This did not work on my Fire?

Betsy


----------



## DonWhitaker (Dec 10, 2011)

Betsy: I tried the version 2 beta and it seemed to work, although I didn't test it extensively. The 0.82 did not work for me.

http://code.google.com/p/twisty/downloads/list


----------



## Betsy the Quilter (Oct 27, 2008)

DonWhitaker said:


> Betsy: I tried the version 2 beta and it seemed to work, although I didn't test it extensively. The 0.82 did not work for me.
> 
> http://code.google.com/p/twisty/downloads/list


Thanks, I'll check that one out...

Betsy


----------



## QuantumIguana (Dec 29, 2010)

Here's a link to a web site where you can play King's Quest in a web browser. http://sarien.net/kingsquest


----------



## Atunah (Nov 20, 2008)

I wanted to update on the issue I had earlier with colossal cave adventure and the small type. I got an update that installed and I can set it to extra large now  

Simple and fun time waster that one.   I keep going in circles with the bot though. I think its making fun of me.  

Its also helping me to learn how to type on a touch screen. I don't know how you guys post from these tablets on boards. I never typed on anything but a computer keyboard or my netbook. 

Maybe I can get the hang of it after walking around the darn brick building 5 times in this game


----------



## Betsy the Quilter (Oct 27, 2008)

Atunah,

was that an upgrade to Colossal Cave?  Off to check...

Edit:  It was!  Updating now.

We can start a Colossal Cave game thread here if you want....I'd love it.  I haven't played it in years and I'm sure I've forgotten a lot of the solutions.  Main recommendation?  "Look" at everything, and take everything that you can.

Betsy


----------



## BTackitt (Dec 15, 2008)

go south to where the stream flows into a rock, then "go down".... (I won't give you more of a hint unless you ask.)


----------



## Betsy the Quilter (Oct 27, 2008)

We can have a Colossal Cave thread.  And put real hints in spoilers so those who aren't at that point yet won't have to read them....

Betsy


----------



## Atunah (Nov 20, 2008)

Yeah, I am a bit clueless with that game. I don't think I am using the right words. Some of the answers I get are snarky, I swear  
So using "look" and "take" are good words to use here? I been trying to find a door and such. Trying to walk around that brick building. As you can tell I haven't gotten far. I am sure with time I get more of a sense of what words I need to use. 

I can see wasting away a few evenings with that one.   So I need to take notes? I am getting old and my mind is turning into a sieve  . Might need a map too. Plus I have no sense of directions.
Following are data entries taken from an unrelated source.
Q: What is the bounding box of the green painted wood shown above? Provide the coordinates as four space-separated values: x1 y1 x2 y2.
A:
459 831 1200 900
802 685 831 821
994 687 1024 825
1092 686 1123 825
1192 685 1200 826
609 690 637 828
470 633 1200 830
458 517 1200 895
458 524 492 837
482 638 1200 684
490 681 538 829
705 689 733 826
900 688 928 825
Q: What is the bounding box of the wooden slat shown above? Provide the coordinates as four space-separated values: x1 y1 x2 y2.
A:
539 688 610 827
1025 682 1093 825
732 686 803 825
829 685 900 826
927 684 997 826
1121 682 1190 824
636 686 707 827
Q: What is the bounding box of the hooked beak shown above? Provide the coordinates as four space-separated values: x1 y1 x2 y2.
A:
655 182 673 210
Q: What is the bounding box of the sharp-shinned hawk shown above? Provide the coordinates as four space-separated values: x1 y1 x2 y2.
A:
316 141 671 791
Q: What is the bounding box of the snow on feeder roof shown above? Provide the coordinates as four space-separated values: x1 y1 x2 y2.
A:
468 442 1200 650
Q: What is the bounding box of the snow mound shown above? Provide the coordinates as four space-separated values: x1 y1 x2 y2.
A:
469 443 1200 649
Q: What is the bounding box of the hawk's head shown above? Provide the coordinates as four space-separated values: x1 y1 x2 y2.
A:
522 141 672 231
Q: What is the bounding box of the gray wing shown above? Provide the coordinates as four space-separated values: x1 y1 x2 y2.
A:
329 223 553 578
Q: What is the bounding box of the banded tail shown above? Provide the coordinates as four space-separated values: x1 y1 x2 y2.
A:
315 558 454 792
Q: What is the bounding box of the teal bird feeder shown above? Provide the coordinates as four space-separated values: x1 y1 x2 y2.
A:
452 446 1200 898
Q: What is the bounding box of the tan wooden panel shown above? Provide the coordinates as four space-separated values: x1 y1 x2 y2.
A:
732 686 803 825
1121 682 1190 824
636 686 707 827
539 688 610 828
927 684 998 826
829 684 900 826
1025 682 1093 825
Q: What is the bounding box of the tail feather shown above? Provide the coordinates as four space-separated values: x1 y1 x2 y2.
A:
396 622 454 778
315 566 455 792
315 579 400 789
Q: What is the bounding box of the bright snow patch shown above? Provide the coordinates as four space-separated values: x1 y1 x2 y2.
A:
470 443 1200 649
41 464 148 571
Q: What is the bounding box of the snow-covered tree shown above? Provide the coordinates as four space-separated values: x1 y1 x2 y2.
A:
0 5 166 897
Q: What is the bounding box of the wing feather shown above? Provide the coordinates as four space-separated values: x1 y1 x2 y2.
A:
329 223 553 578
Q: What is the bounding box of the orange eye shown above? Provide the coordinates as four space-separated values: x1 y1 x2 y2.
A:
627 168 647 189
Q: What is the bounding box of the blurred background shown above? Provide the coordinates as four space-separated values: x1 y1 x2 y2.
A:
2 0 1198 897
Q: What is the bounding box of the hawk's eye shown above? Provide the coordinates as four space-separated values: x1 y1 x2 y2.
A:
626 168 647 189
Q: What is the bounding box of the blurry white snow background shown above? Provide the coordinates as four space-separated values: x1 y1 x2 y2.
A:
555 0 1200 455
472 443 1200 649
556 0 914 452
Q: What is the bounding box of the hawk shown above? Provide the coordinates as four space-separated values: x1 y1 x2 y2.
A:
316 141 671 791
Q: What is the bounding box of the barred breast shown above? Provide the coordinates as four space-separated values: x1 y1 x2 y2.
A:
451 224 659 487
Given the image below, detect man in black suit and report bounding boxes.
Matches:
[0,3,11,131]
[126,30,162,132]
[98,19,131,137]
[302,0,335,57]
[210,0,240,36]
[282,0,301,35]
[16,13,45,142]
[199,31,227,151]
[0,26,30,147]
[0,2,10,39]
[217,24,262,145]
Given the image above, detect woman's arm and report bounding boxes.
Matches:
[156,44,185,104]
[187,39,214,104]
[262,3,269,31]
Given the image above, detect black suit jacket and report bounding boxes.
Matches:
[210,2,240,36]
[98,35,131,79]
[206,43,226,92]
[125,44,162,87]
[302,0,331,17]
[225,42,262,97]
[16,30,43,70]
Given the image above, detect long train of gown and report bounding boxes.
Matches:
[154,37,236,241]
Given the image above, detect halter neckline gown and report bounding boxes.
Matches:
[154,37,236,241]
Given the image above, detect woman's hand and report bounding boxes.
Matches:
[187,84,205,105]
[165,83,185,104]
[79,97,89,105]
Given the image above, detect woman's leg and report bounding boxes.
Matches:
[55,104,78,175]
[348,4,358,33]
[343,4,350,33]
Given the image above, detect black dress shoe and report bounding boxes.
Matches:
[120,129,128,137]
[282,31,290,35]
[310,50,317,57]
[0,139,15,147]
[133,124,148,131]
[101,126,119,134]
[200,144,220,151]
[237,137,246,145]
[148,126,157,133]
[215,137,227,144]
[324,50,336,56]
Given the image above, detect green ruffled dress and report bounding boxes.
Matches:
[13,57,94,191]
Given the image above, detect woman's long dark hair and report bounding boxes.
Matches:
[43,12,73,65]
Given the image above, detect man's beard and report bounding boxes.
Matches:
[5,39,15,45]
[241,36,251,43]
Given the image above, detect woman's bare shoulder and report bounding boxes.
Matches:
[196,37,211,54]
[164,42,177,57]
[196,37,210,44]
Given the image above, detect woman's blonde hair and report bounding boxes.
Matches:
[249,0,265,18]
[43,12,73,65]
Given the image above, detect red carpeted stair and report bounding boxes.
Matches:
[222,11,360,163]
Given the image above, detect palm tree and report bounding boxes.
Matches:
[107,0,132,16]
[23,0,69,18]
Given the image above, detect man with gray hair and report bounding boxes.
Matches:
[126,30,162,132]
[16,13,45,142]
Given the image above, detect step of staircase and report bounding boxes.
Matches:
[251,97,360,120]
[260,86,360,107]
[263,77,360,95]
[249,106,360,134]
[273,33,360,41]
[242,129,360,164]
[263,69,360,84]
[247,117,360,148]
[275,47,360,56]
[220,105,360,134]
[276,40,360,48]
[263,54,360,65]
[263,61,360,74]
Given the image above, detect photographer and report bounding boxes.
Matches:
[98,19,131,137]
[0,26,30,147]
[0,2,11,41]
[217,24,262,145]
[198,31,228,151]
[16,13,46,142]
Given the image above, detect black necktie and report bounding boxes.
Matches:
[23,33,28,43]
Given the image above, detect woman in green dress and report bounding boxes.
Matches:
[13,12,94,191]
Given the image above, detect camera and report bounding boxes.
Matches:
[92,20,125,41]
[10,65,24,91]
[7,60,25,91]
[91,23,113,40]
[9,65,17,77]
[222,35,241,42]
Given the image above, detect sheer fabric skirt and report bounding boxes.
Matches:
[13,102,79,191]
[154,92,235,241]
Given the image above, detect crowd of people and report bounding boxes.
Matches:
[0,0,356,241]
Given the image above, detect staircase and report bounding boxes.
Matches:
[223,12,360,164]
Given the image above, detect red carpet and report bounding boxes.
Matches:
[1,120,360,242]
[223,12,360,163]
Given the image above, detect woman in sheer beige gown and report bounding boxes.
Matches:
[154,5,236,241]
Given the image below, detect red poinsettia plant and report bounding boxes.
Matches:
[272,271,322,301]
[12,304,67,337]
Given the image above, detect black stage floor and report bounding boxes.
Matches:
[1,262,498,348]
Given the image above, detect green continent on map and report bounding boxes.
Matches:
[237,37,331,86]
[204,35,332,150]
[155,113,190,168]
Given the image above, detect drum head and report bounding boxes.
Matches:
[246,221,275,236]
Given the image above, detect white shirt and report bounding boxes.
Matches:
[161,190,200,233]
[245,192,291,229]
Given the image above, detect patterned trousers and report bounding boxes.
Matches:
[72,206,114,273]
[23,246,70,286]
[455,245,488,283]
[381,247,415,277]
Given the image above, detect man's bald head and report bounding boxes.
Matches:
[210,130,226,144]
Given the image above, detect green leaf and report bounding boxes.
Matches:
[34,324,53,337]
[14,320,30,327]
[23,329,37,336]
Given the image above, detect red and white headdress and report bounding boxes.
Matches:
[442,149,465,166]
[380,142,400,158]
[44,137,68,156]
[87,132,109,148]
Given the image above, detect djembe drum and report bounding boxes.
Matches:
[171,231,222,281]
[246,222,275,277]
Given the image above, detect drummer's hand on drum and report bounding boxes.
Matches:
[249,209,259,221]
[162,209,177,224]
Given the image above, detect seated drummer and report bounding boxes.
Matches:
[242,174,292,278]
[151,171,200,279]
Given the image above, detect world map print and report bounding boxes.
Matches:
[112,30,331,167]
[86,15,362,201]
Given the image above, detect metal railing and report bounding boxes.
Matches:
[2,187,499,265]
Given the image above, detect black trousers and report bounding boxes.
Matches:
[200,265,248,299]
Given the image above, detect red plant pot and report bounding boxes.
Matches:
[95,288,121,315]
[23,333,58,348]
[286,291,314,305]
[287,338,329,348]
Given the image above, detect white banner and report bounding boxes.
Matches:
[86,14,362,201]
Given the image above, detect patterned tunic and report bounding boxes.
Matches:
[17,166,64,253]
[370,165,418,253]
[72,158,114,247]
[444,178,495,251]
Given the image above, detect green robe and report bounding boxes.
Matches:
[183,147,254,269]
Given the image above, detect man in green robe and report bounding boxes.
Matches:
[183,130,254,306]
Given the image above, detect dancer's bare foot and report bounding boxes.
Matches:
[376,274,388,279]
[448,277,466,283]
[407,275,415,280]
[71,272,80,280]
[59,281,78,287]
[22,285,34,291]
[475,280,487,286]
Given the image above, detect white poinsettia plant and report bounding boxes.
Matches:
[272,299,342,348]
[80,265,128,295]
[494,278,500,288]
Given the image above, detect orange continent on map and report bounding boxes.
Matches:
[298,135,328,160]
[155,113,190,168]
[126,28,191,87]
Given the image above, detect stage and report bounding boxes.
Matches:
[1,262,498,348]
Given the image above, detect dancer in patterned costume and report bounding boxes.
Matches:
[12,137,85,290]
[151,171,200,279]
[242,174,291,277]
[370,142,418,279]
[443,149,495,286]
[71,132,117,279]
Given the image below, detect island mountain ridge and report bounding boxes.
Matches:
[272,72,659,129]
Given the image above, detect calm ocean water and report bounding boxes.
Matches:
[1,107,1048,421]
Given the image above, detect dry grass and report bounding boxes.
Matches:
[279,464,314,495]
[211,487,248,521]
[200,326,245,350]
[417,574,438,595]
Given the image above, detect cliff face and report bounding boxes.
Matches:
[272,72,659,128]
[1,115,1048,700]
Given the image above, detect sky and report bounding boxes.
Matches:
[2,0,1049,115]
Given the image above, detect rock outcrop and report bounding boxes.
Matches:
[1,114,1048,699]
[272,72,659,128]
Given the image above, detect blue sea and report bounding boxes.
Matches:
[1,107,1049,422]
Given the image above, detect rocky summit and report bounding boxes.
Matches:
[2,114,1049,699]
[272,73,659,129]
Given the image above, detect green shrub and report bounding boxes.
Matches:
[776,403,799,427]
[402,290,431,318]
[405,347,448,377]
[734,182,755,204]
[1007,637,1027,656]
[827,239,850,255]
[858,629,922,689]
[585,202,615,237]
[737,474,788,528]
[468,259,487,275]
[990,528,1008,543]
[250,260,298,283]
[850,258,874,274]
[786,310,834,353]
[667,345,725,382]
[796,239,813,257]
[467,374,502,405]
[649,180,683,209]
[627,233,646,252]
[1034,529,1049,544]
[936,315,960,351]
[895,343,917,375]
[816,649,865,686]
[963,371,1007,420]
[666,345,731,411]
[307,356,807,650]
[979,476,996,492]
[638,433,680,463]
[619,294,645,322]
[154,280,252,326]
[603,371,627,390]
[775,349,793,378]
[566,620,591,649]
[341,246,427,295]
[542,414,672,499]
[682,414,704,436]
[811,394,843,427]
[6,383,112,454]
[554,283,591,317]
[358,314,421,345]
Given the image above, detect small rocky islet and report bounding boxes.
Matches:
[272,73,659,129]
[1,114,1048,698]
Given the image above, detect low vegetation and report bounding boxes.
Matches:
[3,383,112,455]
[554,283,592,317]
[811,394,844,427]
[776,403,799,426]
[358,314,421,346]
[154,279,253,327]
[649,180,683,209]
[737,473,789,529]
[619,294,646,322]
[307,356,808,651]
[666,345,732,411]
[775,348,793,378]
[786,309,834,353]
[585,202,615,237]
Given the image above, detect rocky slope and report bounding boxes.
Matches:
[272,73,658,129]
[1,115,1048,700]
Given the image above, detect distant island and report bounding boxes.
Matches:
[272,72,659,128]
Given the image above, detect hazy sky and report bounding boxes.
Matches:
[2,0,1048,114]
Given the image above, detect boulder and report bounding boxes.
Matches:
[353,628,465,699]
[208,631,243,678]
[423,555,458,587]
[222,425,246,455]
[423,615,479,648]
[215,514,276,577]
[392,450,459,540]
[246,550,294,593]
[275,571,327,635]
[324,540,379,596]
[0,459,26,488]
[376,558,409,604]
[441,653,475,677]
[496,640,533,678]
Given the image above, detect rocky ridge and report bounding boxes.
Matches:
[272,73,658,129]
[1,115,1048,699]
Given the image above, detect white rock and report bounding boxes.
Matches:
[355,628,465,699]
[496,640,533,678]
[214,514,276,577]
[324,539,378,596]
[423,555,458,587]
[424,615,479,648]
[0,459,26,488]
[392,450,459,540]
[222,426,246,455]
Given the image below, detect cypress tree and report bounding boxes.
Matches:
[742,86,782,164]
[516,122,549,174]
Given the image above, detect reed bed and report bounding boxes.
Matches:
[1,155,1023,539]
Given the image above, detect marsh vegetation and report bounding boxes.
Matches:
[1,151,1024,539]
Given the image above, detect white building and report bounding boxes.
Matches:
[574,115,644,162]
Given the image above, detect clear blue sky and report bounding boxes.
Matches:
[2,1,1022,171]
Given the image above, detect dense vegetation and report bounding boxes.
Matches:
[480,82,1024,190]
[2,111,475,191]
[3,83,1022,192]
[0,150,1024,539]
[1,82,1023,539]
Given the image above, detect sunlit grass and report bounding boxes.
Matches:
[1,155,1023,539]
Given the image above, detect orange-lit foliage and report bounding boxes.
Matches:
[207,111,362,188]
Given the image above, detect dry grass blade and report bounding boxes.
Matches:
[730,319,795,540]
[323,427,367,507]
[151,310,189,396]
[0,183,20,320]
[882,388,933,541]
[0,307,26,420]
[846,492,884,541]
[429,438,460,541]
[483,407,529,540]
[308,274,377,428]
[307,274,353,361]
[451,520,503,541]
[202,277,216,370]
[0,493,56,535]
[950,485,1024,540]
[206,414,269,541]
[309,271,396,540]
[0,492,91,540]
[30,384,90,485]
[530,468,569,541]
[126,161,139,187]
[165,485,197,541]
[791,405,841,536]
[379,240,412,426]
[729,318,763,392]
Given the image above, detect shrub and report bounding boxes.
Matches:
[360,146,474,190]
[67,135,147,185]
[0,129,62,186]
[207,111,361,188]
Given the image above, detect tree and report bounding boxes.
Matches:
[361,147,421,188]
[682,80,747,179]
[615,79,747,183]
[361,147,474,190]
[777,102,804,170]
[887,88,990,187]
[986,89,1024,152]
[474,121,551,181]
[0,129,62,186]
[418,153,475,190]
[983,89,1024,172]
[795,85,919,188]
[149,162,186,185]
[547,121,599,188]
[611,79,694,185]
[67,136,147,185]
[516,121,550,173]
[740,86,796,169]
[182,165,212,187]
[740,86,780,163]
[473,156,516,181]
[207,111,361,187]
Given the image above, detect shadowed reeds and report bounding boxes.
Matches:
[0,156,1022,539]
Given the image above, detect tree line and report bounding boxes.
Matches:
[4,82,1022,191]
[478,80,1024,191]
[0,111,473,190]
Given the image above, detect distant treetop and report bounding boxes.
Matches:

You should see me driving


----------



## Betsy the Quilter (Oct 27, 2008)

Atunah, 

I think you can type in the word "Help" and it will give you a list of words that are good.

Also, drawing a map is a good idea.  I start with a box with the first location.  I draw lines out of the box indicating the possible directions, and add boxes for new locations, and write down if there's an object to use.  Note that you might go east to go from location one to location two, but to go back, you might have to go southwest to go back to location one.  In those cases, I label the exits from the boxes.

Betsy


----------



## Atunah (Nov 20, 2008)

Thanks, that helps.


----------